• Patent CREATE Act Decoded for Research Partners
  • January 14, 2011 | Authors: Terri S. Flynn; Charles L. Leeck; May Mowzoon
  • Law Firms: Quarles & Brady LLP - Milwaukee Office ; Quarles & Brady LLP - Phoenix Office
  • In uncertain economic times, collaborative research is particularly desirable to provide cost savings through shared resources and expertise, improved efficiency, and decreased time to market for new products. While collaborative research can provide economic advantages, collaboration can also have undesirable effects on intellectual property rights if the parties involved fail to enter into appropriate joint development agreements.

    The United States Patent Office can reject the claims of a patent application as obvious based on categories of “secret” prior art that are typically shared during collaborative research. “Secret” prior art can include the content of unpublished patent applications, information that was shared with the inventor from another party, and inventions made but not disclosed to the general public prior to the date of a patent application.

    The Cooperative Research and Technology Enhancement (“CREATE”) Act of 2004 prevents the United States Patent Office from rejecting a patent claim as obvious based on information shared by the research partners if a joint research agreement was in effect on or before the date the claimed invention was made. The CREATE Act defines a “joint research agreement” as “a written contract, grant, or cooperative agreement” that is “for the performance of experimental, developmental, or research work in the field of the claimed invention,” and requires that the claimed invention be made as a result of activities undertaken within the scope of the joint research agreement. When a joint agreement exists, a patent applicant can prevent confidential disclosures from being used as prior art by disclosing the names of the parties to the joint agreement in the patent application.

    A problematic situation arises, however, when each of the research partners apply for corresponding patents for similar inventions, and one patent is cited as prior art against the other. Of course, the applicant with the rejected patent may invoke the CREATE Act to disqualify the cited reference. Here, however, the Patent Office may reject the patent again stating that research partners are trying to get two patents for the same invention. In this situation, the research partner with the rejected patent may overcome the second rejection by filing a “terminal disclosure,” which limits the term life of its patent to that of the other research partner’s cited patent and agreeing not to enforce the resulting patent separately from the cited patent. In a sense, the lifetime and enforcement of the two patents at issue must be tied together.

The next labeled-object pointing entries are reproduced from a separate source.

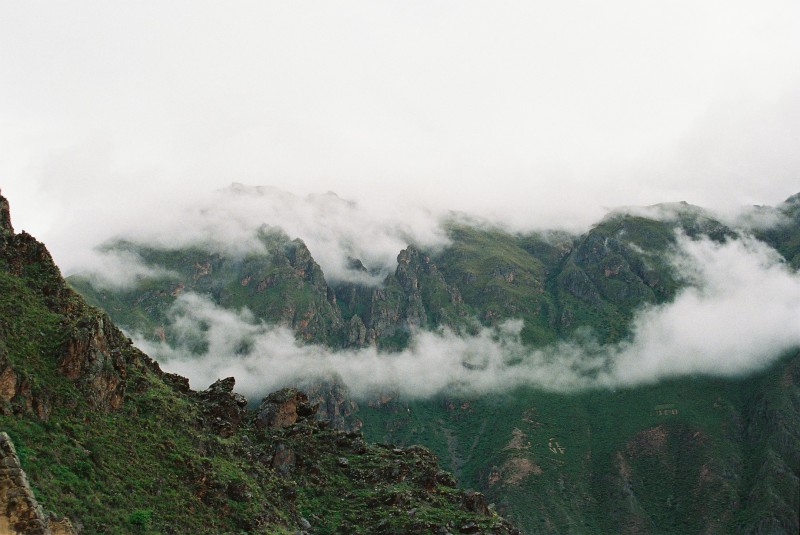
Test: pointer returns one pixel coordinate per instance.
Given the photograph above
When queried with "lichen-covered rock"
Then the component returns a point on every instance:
(20, 513)
(5, 217)
(223, 409)
(90, 360)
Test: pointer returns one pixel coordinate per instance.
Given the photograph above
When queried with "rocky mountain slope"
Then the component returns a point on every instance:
(685, 455)
(112, 444)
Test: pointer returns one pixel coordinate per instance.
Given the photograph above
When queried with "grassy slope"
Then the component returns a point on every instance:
(154, 465)
(624, 467)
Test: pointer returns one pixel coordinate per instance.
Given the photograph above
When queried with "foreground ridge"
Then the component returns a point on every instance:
(114, 444)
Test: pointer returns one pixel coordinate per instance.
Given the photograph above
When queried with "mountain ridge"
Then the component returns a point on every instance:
(118, 446)
(686, 454)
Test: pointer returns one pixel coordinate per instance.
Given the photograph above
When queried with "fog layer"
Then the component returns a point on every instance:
(740, 311)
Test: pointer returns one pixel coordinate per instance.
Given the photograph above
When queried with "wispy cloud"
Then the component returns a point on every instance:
(740, 311)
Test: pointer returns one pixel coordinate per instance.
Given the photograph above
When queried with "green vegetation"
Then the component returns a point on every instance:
(688, 455)
(109, 440)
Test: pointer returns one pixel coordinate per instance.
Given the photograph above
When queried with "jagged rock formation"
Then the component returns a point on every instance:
(688, 455)
(118, 446)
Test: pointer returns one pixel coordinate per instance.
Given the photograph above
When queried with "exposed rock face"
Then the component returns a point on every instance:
(284, 408)
(5, 217)
(334, 404)
(223, 409)
(89, 359)
(19, 511)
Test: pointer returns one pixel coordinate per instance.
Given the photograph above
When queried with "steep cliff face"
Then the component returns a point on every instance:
(688, 455)
(109, 440)
(20, 513)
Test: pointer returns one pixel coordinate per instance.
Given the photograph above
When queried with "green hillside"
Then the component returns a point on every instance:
(116, 445)
(686, 455)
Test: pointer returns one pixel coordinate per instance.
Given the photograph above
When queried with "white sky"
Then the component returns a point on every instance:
(536, 113)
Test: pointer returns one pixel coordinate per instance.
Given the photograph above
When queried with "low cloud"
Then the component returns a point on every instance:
(739, 312)
(118, 269)
(229, 220)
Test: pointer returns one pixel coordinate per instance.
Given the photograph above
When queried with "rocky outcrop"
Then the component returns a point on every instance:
(334, 403)
(284, 408)
(95, 363)
(20, 513)
(5, 217)
(223, 409)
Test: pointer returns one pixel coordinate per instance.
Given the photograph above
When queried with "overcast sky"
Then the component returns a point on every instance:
(532, 112)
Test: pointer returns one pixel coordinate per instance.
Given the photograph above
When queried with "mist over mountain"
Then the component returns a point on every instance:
(686, 294)
(639, 375)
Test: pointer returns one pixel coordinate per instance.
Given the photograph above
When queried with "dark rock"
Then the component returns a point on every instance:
(20, 513)
(222, 407)
(475, 502)
(284, 408)
(284, 459)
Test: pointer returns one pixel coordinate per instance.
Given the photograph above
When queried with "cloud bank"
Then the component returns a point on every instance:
(739, 312)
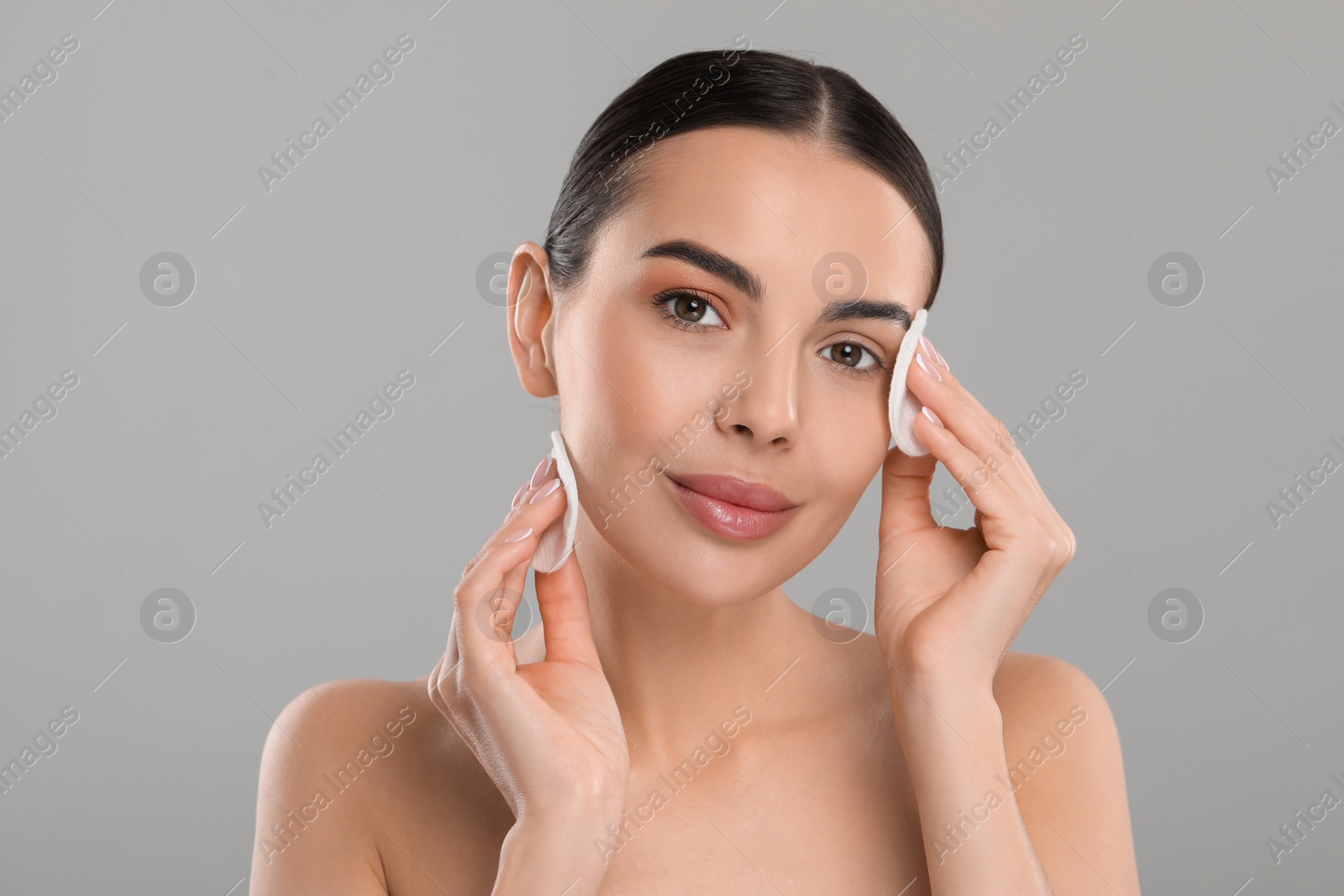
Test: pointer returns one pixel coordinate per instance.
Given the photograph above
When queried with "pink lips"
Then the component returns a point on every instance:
(732, 506)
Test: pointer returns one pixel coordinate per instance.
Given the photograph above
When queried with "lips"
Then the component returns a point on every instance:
(732, 506)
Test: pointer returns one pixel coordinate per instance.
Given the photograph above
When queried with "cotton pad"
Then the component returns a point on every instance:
(558, 539)
(902, 406)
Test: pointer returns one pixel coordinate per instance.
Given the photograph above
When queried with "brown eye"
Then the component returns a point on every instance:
(689, 311)
(690, 307)
(851, 355)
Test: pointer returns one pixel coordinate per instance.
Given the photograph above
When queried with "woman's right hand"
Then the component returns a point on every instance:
(548, 732)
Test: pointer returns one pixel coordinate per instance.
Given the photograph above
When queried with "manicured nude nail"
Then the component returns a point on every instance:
(546, 492)
(931, 371)
(542, 469)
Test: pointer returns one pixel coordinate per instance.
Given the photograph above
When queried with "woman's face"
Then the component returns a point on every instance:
(709, 338)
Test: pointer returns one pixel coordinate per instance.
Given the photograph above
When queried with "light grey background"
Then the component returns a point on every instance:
(363, 259)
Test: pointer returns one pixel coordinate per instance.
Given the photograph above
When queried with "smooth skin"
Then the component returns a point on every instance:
(808, 763)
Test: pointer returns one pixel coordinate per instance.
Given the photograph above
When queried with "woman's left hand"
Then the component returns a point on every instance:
(951, 602)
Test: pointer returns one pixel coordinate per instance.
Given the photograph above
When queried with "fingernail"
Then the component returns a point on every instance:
(933, 351)
(546, 492)
(542, 469)
(927, 369)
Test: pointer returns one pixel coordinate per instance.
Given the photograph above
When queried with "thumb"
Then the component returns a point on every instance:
(562, 598)
(905, 493)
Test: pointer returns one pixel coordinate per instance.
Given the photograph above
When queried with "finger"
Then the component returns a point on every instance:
(905, 493)
(566, 624)
(1019, 476)
(483, 600)
(985, 490)
(974, 426)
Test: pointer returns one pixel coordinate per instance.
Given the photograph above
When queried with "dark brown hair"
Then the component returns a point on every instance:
(750, 87)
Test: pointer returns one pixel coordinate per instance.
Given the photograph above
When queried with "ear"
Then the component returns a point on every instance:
(530, 305)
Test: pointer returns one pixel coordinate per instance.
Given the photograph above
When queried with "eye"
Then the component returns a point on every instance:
(851, 355)
(687, 309)
(690, 309)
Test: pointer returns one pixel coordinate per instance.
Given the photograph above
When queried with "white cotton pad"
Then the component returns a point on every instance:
(902, 406)
(558, 539)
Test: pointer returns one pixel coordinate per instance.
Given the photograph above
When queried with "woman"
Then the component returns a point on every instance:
(675, 723)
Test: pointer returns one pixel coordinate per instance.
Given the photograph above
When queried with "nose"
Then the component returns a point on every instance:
(768, 409)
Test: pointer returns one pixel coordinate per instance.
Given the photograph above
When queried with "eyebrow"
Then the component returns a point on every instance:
(749, 284)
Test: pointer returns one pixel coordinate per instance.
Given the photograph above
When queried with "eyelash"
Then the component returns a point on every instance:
(663, 300)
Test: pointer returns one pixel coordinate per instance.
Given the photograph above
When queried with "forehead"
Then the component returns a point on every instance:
(777, 204)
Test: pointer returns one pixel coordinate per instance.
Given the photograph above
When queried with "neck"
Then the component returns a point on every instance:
(679, 668)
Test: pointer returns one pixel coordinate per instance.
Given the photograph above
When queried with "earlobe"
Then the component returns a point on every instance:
(528, 313)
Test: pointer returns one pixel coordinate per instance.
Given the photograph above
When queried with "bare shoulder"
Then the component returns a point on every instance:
(344, 768)
(1068, 774)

    Accordingly, research partners should take proactive steps in order to avail themselves of the CREATE Act’s benefits but also prepare for its potential consequences; this can be done through well-crafted joint research agreements. For example, if the research partners do not want the CREATE Act to apply to inventions that are developed pursuant to their agreement, then their agreement should explicitly exclude the CREATE Act. If the research partners want the CREATE Act to apply, then the joint research agreement should have a well but broadly defined scope of work in order to capture “performance of experimental, developmental, or research work in the field of the claimed invention.” A joint research agreement can further require that neither party can invoke the CREATE Act with respect to inventions developed pursuant to the agreement without prior written consent of the other party. Moreover, the research parties may wish to jointly own patents that may be eligible for the CREATE Act’s safe harbor in order to preclude an inadvertent dismissal of a subsequent infringement suit.